Limestone wetsuits have an additional advantage in how they are made. The microscopic bubbles in them are filled with Nitrogen gas rather than normal air. This results in a better insulator so you will be kept warmer, the suit will be lighter and your flexibility is almost like you’re not wearing a wetsuit at all! All of these unique properties allow you to wear a wetsuit that is thinner than you normally could while still remaining nice and warm.

True Flexibility

Limestone neoprene has a maximum elongation of 480-530%, which is greater than that found in human skin. In fact, even at the greatest elongation point on the human body, the armpit, it is only 60-70%. This means you’ll be able to move freely while in this type of wetsuit and you won’t ever feel constricted.

Limestone VS. Petroleum – Environmentally Friendly Options

In today’s modern push for everything being more environmentally friendly or ‘green’ you simply can’t beat the benefits of using limestone over traditional neoprene. While it does seem clear at first glance that using a limestone based material is better than using a petroleum based material, it is important to take a step back and look at the entire process. In many cases things that are seemingly environmentally friendly, such as electric cars, are really much more questionable when you factor in all the harm done to the environment in the creation of their batteries.



So, let’s take a look at a few facts to help decide whether or not limestone is truly more ‘green’ than oil.

  • Limestone based neoprene is created from limestone which is found naturally throughout the world. There are enough limestone reserves to last an estimated 3,000 years based on current data. 
  • Neoprene is petroleum based, meaning it is made from oil. While the estimated amount of oil within the earth is constantly being debated, nobody believes there is 3,000 years worth. Reducing the dependency on this oil is a good idea.
  • Limestone must be mined from the Earth, transported to be crushed and then heated to over 3600 degrees. The heat required for limestone is about twice that which is required for petroleum.
  • Accidental spills can happen when transporting either limestone or oil, but everyone knows an oil spill can be disastrous. If limestone is spilled it is a simple process of just picking it up.
  • Chloroprene’s are produced during the manufacturing process of both neoprene and geoprene. The type and amount of these are the same for both products so there is no benefit to either one in this area.

With these facts in mind it is easy to see three main points which stand out as valid reasons why limestone based material is environmentally better than neoprene.

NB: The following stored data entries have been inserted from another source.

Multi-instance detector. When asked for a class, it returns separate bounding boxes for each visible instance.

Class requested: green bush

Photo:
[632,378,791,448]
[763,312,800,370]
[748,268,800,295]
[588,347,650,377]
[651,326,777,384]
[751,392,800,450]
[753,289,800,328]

  • Lowers the amount of oil being used
  • You can get the same warmth out of a thinner suit which means fewer resources will be used in the creation of each suit.
  • The increased durability of the new material means that they will last longer and fewer of them will be made, also reducing the total amount of resources being used.

Improved Durability

There has been a lot written on the improved durability of limestone based neoprene including comments from Matuse commenting to the effect that, “geoprene has ‘spherical carbon black’ in addition to the ‘regular carbon black’. This disperses all the force loads including stretch, elongation, pressure and compression much more efficiently. It also has a ‘FE Polymer’ which prevents the self-curing and aging which often affects other foam rubber compounds”.

While that might sound like a lot of technical nonsense to most people, it basically it means that a wetsuit made from geoprene (which is Matuse trademark name for limestone based neoprene) will last significantly longer than one created from neoprene.